Well, about half way through. My prediction for the 4 teams in the play-off, as of October 23:
LSU
Michigan State
Utah
TCU

ACC gets left out even though Florida State will probably be undefeated. 
I think Michigan State will beat Ohio State, and then Iowa in the Big10 title game.

Utah might be the only 1-loss team in the play-off, with the only possible loss to Arizona next month. But after beating Standford in the title game, they'll get a spot in the play-off. Which will be the biggest stab of controversy when they are selected over an undefeated Florida State Team.

LSU will roll through the SEC West, but still have tough games with Bama and A&M - but will win both.
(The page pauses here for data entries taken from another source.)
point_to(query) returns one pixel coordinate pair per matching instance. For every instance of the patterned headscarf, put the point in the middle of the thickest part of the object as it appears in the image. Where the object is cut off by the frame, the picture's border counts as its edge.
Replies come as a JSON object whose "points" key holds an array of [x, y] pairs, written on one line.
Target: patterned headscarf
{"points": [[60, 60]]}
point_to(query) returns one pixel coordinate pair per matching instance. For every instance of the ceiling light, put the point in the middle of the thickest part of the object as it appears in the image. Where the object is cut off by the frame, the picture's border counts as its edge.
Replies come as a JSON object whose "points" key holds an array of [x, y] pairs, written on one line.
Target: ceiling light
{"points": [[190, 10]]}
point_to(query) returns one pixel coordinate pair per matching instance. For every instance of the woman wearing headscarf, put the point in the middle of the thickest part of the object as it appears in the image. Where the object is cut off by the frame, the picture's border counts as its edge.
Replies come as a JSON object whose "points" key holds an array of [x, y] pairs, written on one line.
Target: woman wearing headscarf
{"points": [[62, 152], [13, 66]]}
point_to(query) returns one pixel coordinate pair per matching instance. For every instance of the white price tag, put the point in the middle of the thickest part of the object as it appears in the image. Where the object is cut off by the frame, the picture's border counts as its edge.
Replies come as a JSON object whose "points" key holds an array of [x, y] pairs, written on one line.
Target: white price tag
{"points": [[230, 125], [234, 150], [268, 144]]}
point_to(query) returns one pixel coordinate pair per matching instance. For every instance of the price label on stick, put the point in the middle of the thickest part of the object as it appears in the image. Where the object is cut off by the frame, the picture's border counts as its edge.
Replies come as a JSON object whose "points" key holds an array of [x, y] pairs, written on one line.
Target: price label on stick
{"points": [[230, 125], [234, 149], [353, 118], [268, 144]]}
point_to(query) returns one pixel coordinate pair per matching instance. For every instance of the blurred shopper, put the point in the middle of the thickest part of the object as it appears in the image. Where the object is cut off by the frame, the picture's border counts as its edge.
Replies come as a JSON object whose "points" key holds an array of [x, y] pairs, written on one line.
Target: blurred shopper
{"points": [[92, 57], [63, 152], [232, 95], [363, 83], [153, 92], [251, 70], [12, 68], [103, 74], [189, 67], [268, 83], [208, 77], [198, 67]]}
And then beat Florida, again, in the SEC title game.

As for TCU - They won't be tested until the last regular season game against Baylor. Winner of that game will be in the play-off. With a true conference champion this year, the Big12(9) won't be left out again. 

So that is my prediction as of now. Other thoughts?


----------



## Packfish (Oct 30, 2007)

OSU will be there- probably not MSU


----------



## LostLouisianian (Oct 11, 2010)

OSU
Baylor
Alabama
either ACC champ or Pac12 champ whichever is undefeated.

I know I know...I don't think LSU is going to get past murderers row unscathed. We have Bama, Ole Miss, Ta&m and Arkansas in a 4 week brutal schedule for November. However, if my Tigers get thru that undefeated you just as soon hand them the National Championship trophy after we DESTROY Florida in the SEC championship game.


----------



## GaryFish (Sep 7, 2007)

Bama isn't a top 10 team this year. Neither is Ole Miss, A&M, or Arkansas. LSU will roll through that. They should be favored in every single game they play the rest of the year, until they hit the play-off. I don't have a dog in the SEC fight - just the old eye test tells me that LSU is the only legitimate national contender in that conference this year.

I think the interesting thing is that I can seriously see 1 undefeated conference champion getting left out of the play-off this year - probably Florida State. And I can see that happening with a 1-loss Pac 12, SEC, or Big 10 team getting in ahead of them. And WHEN that happens, let the controversy fire burn.


----------



## GaryFish (Sep 7, 2007)

Well, utes lose.
Florida State looses.

So the season rolls. What about Clemson? Quite the beat down on Miami.


----------



## LostLouisianian (Oct 11, 2010)

GaryFish said:


> Well, utes lose.
> Florida State looses.
> 
> So the season rolls. What about Clemson? Quite the beat down on Miami.


I seem to remember someone calling a Ute's loss last week. FSU didn't surprise me either as they have been skating on thin ice like the Utes.

Alabama didn't look impressive in their near loss to TN. While LSU has a daunting schedule left, Alabama, Ole Miss, Arkansas and T a&m, it is winnable but I will really be surprised if they run the table. Ohio State is looking like they are getting their act together and we will have to see what the diagnosis is on the Baylor QB this week. It's starting to look like Ohio State, Clemson, the SEC champ and either the Big 12 or Pac 12 champ. I think we're going to end up with 3 undefeated teams as conference champs and that will be an automatic lock if that happens for those 3 teams. But that's the beauty of college football, on any given weekend someone can be upset by the least likely of foes.


----------



## RandomElk16 (Sep 17, 2013)

Been getting crap for a couple weeks saying the Utes would lose to AZ st or USC. I said if they win both I will buy in... Glad I didn't buy. I still think they have a tough game against AZ, they seem to struggle in the desert. Maybe UCLA, but at that point they should be a bit revised and playing hard again.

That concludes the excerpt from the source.